Neither the Victorian WorkCover Authority’s, nor the Victorian Coroner’s databases were set up for facilitating and informing social research such as that on the factors leading to suicide.

By painstakingly comparing the two sets of data, however, researchers identified that mental injury, stress or psychological injury was the primary causes of suicide. Though they describe this finding in itself as “unsurprising”, researchers go on to state why this is central to understanding the impact workers’ compensation can have on injured workers mental health.

Of the eleven workers who committed suicide and who had at least one WorkCover claim prior to their death, almost two-thirds first appeared on the WorkCover system presenting with a physical affliction. What this means is that their physical injury was the precursor to their mental injury, which was in turn the precursor to their suicide.

Examining the factors involved in this transition, researchers concluded that the subsequent mental injury may have been caused by one or combinations of physical injury, the subsequent loss of economic security, social connection and meaning for their life, or their experience on workers’ compensation.

This last point raises some familiar questions about the detrimental impact workers’ compensation and return to work systems have on injured workers. Specific risk factors for suicide for injured workers on workers’ compensation identified by the study include:

  • The length of time on compensation;
  • The vulnerability of younger workers;
  • The emergence of psychological symptoms of mental illness for those initially presenting with physical injury; and
  • The possibility that workers from blue-collar occupations may be more at risk of suicide than other occupations.

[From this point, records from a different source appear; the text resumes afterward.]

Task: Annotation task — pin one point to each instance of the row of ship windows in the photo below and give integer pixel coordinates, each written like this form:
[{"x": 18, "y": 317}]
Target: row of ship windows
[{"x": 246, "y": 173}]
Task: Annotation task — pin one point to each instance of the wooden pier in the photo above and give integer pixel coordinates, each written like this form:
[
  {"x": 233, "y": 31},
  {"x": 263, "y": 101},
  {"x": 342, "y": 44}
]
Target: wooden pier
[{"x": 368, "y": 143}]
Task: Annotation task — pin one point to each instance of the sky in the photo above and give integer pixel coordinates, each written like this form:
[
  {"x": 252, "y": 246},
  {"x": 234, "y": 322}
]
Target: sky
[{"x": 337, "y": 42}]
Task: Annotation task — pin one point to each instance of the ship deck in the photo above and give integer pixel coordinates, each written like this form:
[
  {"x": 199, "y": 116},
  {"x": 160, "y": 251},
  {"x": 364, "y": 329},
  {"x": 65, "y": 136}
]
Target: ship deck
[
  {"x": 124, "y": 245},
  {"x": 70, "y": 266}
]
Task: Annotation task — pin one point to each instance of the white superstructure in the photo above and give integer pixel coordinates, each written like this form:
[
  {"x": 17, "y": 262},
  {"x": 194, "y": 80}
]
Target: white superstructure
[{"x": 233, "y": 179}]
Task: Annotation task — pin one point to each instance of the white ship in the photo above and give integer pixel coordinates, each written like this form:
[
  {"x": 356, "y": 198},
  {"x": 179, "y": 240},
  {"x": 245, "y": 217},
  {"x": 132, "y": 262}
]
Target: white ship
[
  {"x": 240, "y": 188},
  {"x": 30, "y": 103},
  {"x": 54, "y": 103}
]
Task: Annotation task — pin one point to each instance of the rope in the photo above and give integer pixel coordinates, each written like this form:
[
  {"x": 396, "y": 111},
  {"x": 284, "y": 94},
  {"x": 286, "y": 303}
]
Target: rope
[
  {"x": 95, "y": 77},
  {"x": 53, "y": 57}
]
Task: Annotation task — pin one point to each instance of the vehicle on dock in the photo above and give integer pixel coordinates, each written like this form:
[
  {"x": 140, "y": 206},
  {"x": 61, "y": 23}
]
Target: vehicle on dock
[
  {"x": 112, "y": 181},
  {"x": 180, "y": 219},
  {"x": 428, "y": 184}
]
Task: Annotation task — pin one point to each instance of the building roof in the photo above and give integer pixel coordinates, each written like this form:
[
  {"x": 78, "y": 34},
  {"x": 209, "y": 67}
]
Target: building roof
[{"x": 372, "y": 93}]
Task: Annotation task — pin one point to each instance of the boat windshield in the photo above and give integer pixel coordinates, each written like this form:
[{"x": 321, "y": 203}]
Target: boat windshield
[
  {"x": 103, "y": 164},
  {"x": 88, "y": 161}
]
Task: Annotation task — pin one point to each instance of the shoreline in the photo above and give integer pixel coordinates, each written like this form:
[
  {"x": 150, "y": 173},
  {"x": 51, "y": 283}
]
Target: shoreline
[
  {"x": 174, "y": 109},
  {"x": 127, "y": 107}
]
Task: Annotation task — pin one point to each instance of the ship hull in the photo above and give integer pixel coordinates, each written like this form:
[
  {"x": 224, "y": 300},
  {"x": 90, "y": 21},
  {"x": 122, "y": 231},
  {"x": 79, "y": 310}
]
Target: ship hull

Perhaps most significantly - especially to those actively involved in return to work - was the finding of a correlation between the length of time on compensation and an increased probability of suicide. Researchers point out that while the data cannot definitively identify what it is about the length of time on compensation that increases injured workers’ risk of suicide, it is likely that this is secondary in importance to what actually occurs to the person during this time.

Hopefully this finding alone will bolster return to work advocacy - by those who already understand the myriad factors underpinning the importance of proper treatment and prompt return to work.

Making the case

Suicide and Work concludes with an argument that improvement of data collection on work factors in suicide will contribute to suicide prevention, calling on GPs, police, WorkCover investigators and the Coronial system to oversee this process. Without this occurring, the authors warn it will be difficult to challenge conventional wisdom that tends to blame the victim by locating the problem of suicidality in the individual’s mental state.

The authors stressed the importance of recognising the potential for physical injury alone to precipitate mental illness and suicide, recommending that we “critically evaluate the tendency to psychologise and medicalise the causes of suicide.”

The study maintains that while it was able to identify some factors that could be used to help prevent work-related suicides, inconsistencies between different databases restricted research conclusions that would ultimately inform social policy to remedy the current situation.

Until such a move is made in that direction, it is likely that we will continue to struggle convincing employers, treaters and legislators of the tangible link between work-related injury and the increased risk of suicide.